BTCV classes:  
- spleen
- right kidney
- left kidney
- gallbladder
- esophagus
- liver
- stomach
- aorta
- inferior vena cava
- portal vein and splenic vein
- pancreas
- right adrenal gland
- left adrenal gland

AMOS classes:
- spleen
- right kidney
- left kidney
- gallbladder
- esophagus
- liver
- stomach
- aorta
- inferior vena cava
- pancreas
- right adrenal gland
- left adrenal gland
- duodenum
- bladder
- prostate/uterus

Total Segmentator classes: Includes all the classes from BTCV & AMOS

It is decided to do the intersection of the three datasets, not the union. This implies a reduced number of classes, but also a better generalization of the future model. Therefore, it is necessary to remove the not included masks from the labels of the datasets.

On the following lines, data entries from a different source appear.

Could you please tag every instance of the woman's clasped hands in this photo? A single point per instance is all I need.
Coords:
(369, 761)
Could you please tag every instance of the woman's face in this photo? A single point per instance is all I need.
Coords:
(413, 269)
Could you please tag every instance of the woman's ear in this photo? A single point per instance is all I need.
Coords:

Hence, the intersection includes classes:
- spleen
- right kidney
- left kidney
- gallbladder
- esophagus
- liver
- stomach
- aorta
- inferior vena cava
- pancreas
- right adrenal gland
- left adrenal gland

In [1]:
import matplotlib.pyplot as plt
import nibabel as nib
import numpy as np
import os
import shutil
from tqdm import tqdm
import pandas as pd

Pyarrow will become a required dependency of pandas in the next major release of pandas (pandas 3.0),
(to allow more performant data types, such as the Arrow string type, and better interoperability with other libraries)
but was not found to be installed on your system.
If this would cause problems for you,
please provide us feedback at https://github.com/pandas-dev/pandas/issues/54466
        
  import pandas as pd


<h2>TotalSeg</h2>

In [None]:
accepted_masks = {'spleen.nii.gz':1, 'kidney_right.nii.gz':2, 'kidney_left.nii.gz':3, 'gallbladder.nii.gz':4, 'esophagus.nii.gz':5, 'liver.nii.gz':6, 'stomach.nii.gz':7, 'aorta.nii.gz': 8, 'inferior_vena_cava.nii.gz':9, 'portal_vein_and_splenic_vein.nii.gz':10, 'pancreas.nii.gz':11, 'adrenal_gland_right.nii.gz':12, 'adrenal_gland_left.nii.gz':13}

In [2]:
metadata = pd.read_csv('/home/nalvarez/data_analysis/totalseg/totalseg_metadata_def.csv')

In [11]:
scans_dir = "/data/TotalSeg_raw/"

scan_names = sorted(os.listdir(scans_dir))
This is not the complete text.